Organizing Inbound Data
Organizing your preboarding data layout upfront makes the onboarding process efficient
Last updated
Organizing your preboarding data layout upfront makes the onboarding process efficient
Last updated
Preboarding is:
Data collection
Dataset identification (a.k.a. file registration)
Validation
Upgrading
Staging and archiving
After data is preboarded it is considered known and trustworthy and ready for ETL/ELT, workflow processes, use in applications, and the data lake.
All onboarding processes include these data preboarding steps. The only question is how effective, efficient, and low-risk their implementation is. Often companies under-invest in the preboarding stage, resulting in manual validation and handling, more support issues, and rework. Shortcuts in preboarding have substantial long-term costs to the business.

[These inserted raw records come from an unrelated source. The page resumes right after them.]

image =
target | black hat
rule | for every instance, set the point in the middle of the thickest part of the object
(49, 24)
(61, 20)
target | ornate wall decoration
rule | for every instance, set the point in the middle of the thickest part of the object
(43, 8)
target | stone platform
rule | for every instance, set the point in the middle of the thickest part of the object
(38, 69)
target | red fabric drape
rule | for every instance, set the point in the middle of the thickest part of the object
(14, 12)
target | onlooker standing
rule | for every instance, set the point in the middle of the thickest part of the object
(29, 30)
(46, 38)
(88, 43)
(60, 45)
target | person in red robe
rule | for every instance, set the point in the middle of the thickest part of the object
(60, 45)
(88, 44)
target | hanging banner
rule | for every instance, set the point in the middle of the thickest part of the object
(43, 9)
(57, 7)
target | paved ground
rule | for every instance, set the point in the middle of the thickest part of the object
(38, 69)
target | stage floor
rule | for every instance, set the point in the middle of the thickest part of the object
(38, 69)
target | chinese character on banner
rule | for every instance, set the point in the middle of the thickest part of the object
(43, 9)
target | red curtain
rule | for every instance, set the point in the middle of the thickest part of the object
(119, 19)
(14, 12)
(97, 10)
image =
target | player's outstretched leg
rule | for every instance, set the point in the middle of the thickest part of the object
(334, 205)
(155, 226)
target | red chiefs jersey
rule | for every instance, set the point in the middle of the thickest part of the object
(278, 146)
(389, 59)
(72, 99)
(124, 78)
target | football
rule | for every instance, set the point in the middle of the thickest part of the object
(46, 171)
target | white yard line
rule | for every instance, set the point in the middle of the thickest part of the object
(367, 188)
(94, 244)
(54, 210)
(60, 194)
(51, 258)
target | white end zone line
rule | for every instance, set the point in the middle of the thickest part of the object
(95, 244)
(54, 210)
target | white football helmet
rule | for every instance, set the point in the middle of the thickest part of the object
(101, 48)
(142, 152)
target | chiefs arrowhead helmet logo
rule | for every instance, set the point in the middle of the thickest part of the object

Underinvestment in preboarding exposes your company to
Manual handling costs
Support time
Rework by developers
Refunds to annoyed customers
Files arrive through a Managed File Transfer process. MFT is a big topic. It includes:
SFTP / FTPS
MFT servers providing a range of protocols and limited workflow support
AS2 / AS4 file transfer, often used with EDI-related files
Cloud buckets attached to cloud functions or other compute
etc.
In a few cases we see files dropped into a common area, differentiated only by file name or content. But that is rare. Files are typically stored in one of a few ways:
By time of arrival
By data partner
By target application
By jurisdiction
By transaction or business process
These organizing concepts will be layered on on the other. For example, an orders business process alignment may include date and sales region in a hierarchy like this:
These are file directories in a file system holding CSV files. Clearly, this data layout is going to make it easy to find all orders in 2025 but much harder to see all the files holding the different sales person orders. Another layout might provide easy access in a different way.
How you arrange your data matters! Of course, at different times you may need different layouts. Since your data will eventually land in a database or warehouse or application, presumably your needs will ultimately be met. However, you have to consider how you store your data in preboarding in order to make onboarding and long-term reference to the source data efficient.